Pada hari minggu pagi yang cerah, seperti biasanya saya pergi belanja di
salah satu pasar. Suatu ketika saya belanja palawija pada seorang ibu
setengah baya. Ada satu hal yang membuat saya terpana. Saya sangat
tertarik melihat cara ibu tersebut melayani pembelinya.
Karena tertarik, maka setiap saya pergi ke pasar tersebut saya selalu
memperhatikan lebih seksama lagi terhadap perilakunya.
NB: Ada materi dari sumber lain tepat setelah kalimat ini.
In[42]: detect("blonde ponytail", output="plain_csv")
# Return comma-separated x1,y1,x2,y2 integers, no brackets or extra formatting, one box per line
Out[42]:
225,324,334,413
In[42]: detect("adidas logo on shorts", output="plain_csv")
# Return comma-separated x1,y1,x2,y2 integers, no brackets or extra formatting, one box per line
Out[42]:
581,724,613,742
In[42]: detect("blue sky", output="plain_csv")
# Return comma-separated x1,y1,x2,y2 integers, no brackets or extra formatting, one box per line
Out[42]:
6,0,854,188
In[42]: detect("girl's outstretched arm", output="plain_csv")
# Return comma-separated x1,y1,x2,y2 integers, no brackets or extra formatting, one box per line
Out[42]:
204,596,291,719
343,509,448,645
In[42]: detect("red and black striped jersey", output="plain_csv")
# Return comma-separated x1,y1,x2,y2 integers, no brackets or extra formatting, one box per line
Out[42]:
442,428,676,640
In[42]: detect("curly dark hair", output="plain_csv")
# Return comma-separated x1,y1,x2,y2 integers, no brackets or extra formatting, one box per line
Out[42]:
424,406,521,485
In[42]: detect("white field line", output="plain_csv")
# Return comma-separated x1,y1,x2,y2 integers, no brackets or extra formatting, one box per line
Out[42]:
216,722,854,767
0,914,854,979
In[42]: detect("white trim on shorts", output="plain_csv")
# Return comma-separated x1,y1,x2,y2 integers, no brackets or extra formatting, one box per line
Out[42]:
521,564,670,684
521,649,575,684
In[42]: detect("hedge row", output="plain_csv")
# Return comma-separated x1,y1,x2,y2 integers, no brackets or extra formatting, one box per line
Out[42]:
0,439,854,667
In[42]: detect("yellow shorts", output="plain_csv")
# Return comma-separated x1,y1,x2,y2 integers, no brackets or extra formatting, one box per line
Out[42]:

Beberapa kali
saya perhatikan menjadikan saya lebih ‘penasaran’ untuk lebih mengikuti
secara rutin kejadian demi kejadian yang ‘diperagakan’ oleh ibu
tersebut.
Katakanlah ia bernama Ibu Asih. Apa yang dilakukannya setiap ia melayani
pembelinya? Yang membuat saya kagum tiada habisnya ialah, setiap ia
selesai menjual barang dagangannya, secara spontan mulutnya selalu
bergumam lirih dengan ucapan “Alhamdulillah”
Apakah dagangannya laku sedikit atau laku banyak, selalu saja mulutnya bergumam alhamdulilaah sebagai ungkapan rasa syukurnya.
Yang lebih menarik lagi ialah setiap ada orang peminta-minta yang
menengadahkan tangannya, tidak satupun yang tidak diberinya, demikian
pula tak satupun seorang pengamen yang lewat yang tidak diberinya.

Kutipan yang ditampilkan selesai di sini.